Add manual-import and download-access features

Introduce manual import workflow and download permission support. Adds a Prisma migration and schema field (users.download_access) to track per-user download access, and updates admin UI to toggle global and per-user download access. Implements new APIs: filesystem browse, manual-import endpoint, download-access settings, audiobook download-status, and on-demand download-token generation. Adds frontend components for manual import and related tests, plus documentation for the manual-import feature and the documentation-agent prompt. Key files: prisma/migrations/20260212000000_add_download_access_permission/migration.sql, prisma/schema.prisma, src/app/api/admin/filesystem/browse/route.ts, src/app/api/admin/manual-import/route.ts, src/app/api/admin/settings/download-access/route.ts, src/app/api/requests/[id]/download-token/route.ts, src/app/api/audiobooks/[asin]/download-status/route.ts, and updated admin users pages/components and permissions util.
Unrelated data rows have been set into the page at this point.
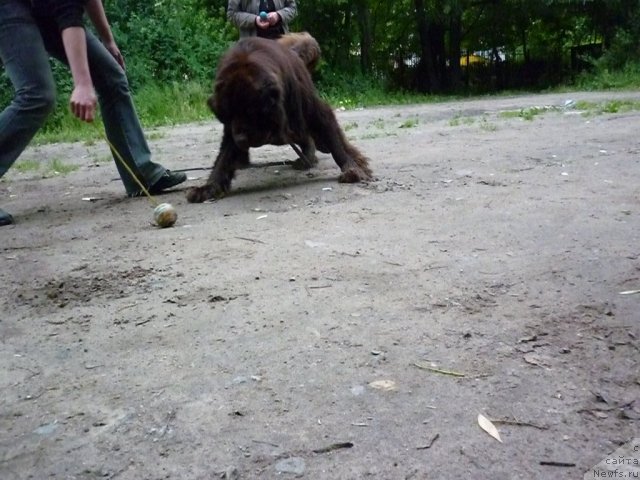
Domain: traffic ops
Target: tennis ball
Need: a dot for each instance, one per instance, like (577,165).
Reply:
(165,215)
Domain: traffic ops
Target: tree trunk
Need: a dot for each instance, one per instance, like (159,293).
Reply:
(455,48)
(427,80)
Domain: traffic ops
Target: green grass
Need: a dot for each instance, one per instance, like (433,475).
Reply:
(26,166)
(184,102)
(409,123)
(527,114)
(611,106)
(157,105)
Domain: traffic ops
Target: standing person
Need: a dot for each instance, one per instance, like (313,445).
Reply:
(27,33)
(245,14)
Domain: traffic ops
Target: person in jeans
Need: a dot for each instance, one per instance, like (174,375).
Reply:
(245,15)
(30,31)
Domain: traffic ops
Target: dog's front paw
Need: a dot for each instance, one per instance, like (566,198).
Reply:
(304,163)
(204,193)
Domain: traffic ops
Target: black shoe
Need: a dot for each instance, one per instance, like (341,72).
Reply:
(168,180)
(5,218)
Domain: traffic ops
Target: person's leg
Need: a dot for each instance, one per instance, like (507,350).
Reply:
(121,123)
(27,65)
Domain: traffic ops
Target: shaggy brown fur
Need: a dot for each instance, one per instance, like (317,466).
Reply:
(304,45)
(263,94)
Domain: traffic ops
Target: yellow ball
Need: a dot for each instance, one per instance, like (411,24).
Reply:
(165,215)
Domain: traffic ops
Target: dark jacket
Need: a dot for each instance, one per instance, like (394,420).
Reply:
(65,13)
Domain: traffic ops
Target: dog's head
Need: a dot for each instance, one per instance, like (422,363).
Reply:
(248,97)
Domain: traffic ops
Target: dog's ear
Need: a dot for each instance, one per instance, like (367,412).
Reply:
(270,96)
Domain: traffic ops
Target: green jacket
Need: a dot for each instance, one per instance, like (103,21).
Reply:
(243,13)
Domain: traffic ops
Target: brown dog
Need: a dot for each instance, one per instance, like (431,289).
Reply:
(264,94)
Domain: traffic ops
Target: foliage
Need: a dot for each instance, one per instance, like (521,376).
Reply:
(373,52)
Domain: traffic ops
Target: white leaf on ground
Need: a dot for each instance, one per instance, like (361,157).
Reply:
(488,427)
(385,385)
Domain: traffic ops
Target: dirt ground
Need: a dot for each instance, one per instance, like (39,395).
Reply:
(305,328)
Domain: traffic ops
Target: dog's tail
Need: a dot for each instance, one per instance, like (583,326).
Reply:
(305,46)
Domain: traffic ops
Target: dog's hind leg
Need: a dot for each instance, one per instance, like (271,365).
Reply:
(306,155)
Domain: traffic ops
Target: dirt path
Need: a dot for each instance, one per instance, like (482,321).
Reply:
(284,331)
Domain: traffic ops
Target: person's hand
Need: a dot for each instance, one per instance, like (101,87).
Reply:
(83,103)
(263,24)
(273,18)
(115,52)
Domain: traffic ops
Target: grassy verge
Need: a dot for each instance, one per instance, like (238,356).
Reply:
(178,103)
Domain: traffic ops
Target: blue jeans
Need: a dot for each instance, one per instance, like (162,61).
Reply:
(27,64)
(24,43)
2026-06-03 21:00:09 +00:00 · 2026-02-27 12:15:23 -05:00
parent 73c5fe14e7
commit edc56bc457
29 changed files with 2196 additions and 27 deletions
@@ -0,0 +1,70 @@
+/**
+ * Component: Audiobook Download Status API Route
+ * Documentation: documentation/backend/api.md
+ *
+ * Returns whether a downloadable file exists for this audiobook (by ASIN).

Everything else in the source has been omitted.